(Bir Eski bir öğrencim (Zaten yenisi yok, bu da emekli bir dede) 26 yaşında intihar eden bilim aşığı bir gencin intihar hikayesini göndermiş, altına da, ” Hocam, insanlar bunu sizin kaleminizden öğrenmeli,” diye bir not bırakmış. Hiç duymamıştım. Araştırdım ve gördüm ki, tek bir yazıyla geçiştirilmemeli. Bu yüzden sabrınızı zorlamayı göze alarak, bir yazı dizisi hazırladım. Bu yazıyı o hayat için bir önsöz kabul edin, lütfen.)
Toplum, haklı insanı yaşarken pek sevmez çünkü haklı insan, yaşarken tehlikelidir.

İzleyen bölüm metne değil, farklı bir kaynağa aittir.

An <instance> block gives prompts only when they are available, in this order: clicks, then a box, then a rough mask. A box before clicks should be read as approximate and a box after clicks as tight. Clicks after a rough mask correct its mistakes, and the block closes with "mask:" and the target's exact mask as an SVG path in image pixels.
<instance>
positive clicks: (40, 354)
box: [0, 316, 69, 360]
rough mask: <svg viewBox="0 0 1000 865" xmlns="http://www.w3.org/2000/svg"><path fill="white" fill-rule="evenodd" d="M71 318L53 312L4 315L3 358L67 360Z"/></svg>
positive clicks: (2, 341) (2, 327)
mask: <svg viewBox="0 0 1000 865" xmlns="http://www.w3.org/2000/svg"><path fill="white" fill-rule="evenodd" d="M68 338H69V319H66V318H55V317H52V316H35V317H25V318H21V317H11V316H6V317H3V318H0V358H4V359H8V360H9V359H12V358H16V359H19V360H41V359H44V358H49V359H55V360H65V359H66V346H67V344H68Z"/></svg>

Sistemin çelişkilerini gösterir, hayatın rahat yanlarının terk edilmesini önerir, “Her şey normal,” diyenlerin düzenini bozar, huzursuzluk yaratır ve “sorun çıkaran” kişi olarak etiketlenir. Halbuki toplum, yanlış olsa da huzurluyu tercih eder. Ölü biri artık itiraz etmez, hesap sormaz, düzeni bozmaz. Yani tehlikesizdir. Yaşarken yanında olmak bedel ister, öldükten sonra sevmenin ise bedeli yoktur.
Haklıyı yaşarken sevmek, risk almayı, taraf olmayı, dışlanmayı göze almayı gerektirir. Öldükten sonra sevmek ise, güvenlidir, risksizdir, vicdanı rahatlatır. Bu yüzden toplumlar yaşarken susar, öldükten sonra ağlar. Bu bir vicdan telafisidir. Oysa yaşayan haklı kişi, talep eder, ısrar eder, değişim ister.
Haklı kişi yaşarken, onu yalnız bırakanlar, sessiz kalanlar, görmezden gelenler vardır. Ölümden sonra, suç bireyselleşir, sistem aklanır. Böylece toplum da temize çıkmış olur. “Biz onu severdik,” sözleri, genellikle gecikmiş ama söyleyenin de inanmadığı bir yalandır.
Haklı insan aynadır. Kişiye kendi korkularını gösterir, “Ben ne yapıyorum,” sorusunu sordurur. Öldükten sonra ise kimsenin aynaya bakması gerekmez. Mezarına çiçek koymak yeterlidir.
Sokrates, Hallâc-ı Mansur, Giordano Bruno, Rosa Luxemburg, Martin Luther King için ortak hüküm, “Zamanının ilerisindeydi,” sözleridir. Ama asıl hüküm şu olmalıdır: “Zamanı, onların gösterdiğini taşımaya cesaret edemedi.”
Toplumlar haklıyı yaşarken sevmez, ya da sevse bile benimsediklerinin hissedilmesini istemezler. Çünkü haklıyı yaşarken sevmek, haksızlıktan vazgeçmeyi gerektirir. Öldükten sonra sevmek ise, hiçbir şeyi değiştirmeden, vicdanı rahatlatır. Artık itiraz yoktur, bedel yoktur, değişim zorunluluğu yoktur. Ama her toplum için asıl sınav, haklı hayattayken yanında durmak değil midir?
Acaba, yakın geçmişimizden birkaç örnekle demek istediklerimi daha iyi anlatabilir iyim?
SABAHATTİN ALİ: Yaşarken, vatan haini, sürgün, hapishane. Öldükten sonra, büyük yazar, eserleri raflarda. Yaşarken okuyanı yoktu, öldükten sonra klasik oldu.
NAZIM HİKMET: Yaşarken vatansız, hapis, sürgün. Öldükten sonra, “Büyük Vatan Şairi.”
DENİZ GEZMİŞ: Yaşarken, terörist, idam. Öldükten sonra, gençlerin idolü. Asıldığında alkışlayanların torunları, bugün tişörtünü giyiyor.
UĞUR MUMCU: Yaşarken, aşırı tehlikeli gazeteci, Sakıncalı Piyade. Öldükten sonra, özgür düşüncenin simgesi. Yazdıklarını yaşarken savunmaktan korkanlar, şimdi sunularına onun sözleriyle başlıyor.
HRANT DİNK: Yaşarken, tahrik edici, davalar.Öldükten sonra hiç tanımayanlar bile bağırdılar, “Hepimiz Hrant’ız.”
Bir toplumda, bir insan ölmeden sevilemiyorsa, sorun o insanda değil, o toplumun korkaklığındadır. Soracak olursanız, “Sen nesin,” diye.